Это была их шутка, очень давняя шутка. «Беляком» называлась простая водка,
У Локтева дрогнули губы.
— Тьфу ты черт! Нервы…
Он оглядел избу. Немытая посуда укрыта полотенцем. На огрызке белого пирога небойкие весенние мухи. Лужица молока языком ползет по столу, сейчас побежит на пол. У порога в пробитой осколком каске киснет мятая картошка с отрубями. Как была Катька неряхой, так и осталась. Работящая, а неряха.
Печку, наверное, Алеша сам складывал, — ряды кирпичей неровные, с широкими швами; подпорка уголка сделана из орудийной гильзы. Рядом оцинкованный бак с черной надписью «Patronen», полный воды, нашел где-нибудь в лесу и приспособил.
Катя спешно прибирала кровать. Локтев следил за ее торопливыми движениями и думал: «Почти не постарела, только еще тяжелее ступает маленькими толстыми ступнями, и большие, нет, огромные светло-синие глаза чуть померкли. Обычно красивые глаза у некрасивых женщин украшают, освещают лицо, но у некоторых они только подчеркивают его недостатки. Так у Кати. Когда они были рядом с Зиной… Да, только по-настоящему прекрасное лицо выдерживает испытания сном, дождем и усталостью… Впрочем, это вообще не имеет значения».
Негромко стукнув лапами, с печи соскочил большой гладкий кот. Он мягко толкнул сапог гостя и запел.
«Кота успели завести, — подумал Локтев. — Живут уже люди. Дом, свой настоящий дом».

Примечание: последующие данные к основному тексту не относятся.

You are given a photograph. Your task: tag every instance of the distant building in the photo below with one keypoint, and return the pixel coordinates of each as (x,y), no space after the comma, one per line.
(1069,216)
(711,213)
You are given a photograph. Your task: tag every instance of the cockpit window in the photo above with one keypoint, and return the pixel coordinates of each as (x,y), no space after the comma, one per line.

Стены старые. Обоев еще нет. Окна не крашены. На подоконнике… Что это на подоконнике? Синим карандашом нарисовано чудовище: на круглой голове дыбом стоят волосы, глаза скошены в разные стороны, ноги как две кочерги, на руках по четыре растопыренных пальца, — рисовала Аленка, его, Локтева, дочь.
В этом доме Локтевы проводили отпуск летом сорок первого года. Зина с Катей хозяйничали, в доме было чисто. Белое платье Аленки мелькало всюду: в огороде, в поле, у реки. Больше всего она любила ходить с отцом в лес. В прохладной тени они бродили по тропинкам, скользким от хвои.
— Папа! Я съела две земляничины; почему одна горячая, а другая холодная как лед?
Какое это простое и недоступное сейчас счастье — идти по ласковому летнему лесу и ощущать в сжатой ладони доверчивую руку ребенка!
Как ей досталось тогда от Зины за испорченный подоконник. Как Аленка, всхлипывая и не утирая бегущих слез, оправдывалась:
— Почему ты сердишься, мама? Я нарисовала ведь очень-очень хорошую девочку. Это Вика, она послушная и храбрая.
Аленки нет, Зины нет. И вот это полинявшее страшилище — храбрая Вика — все, что осталось… а подоконник окрасят.
День был на убыли. У крыльца над вытаявшим древесным мусором облачком толклись комары. По доске, брошенной через лужу, бегала трясогузка.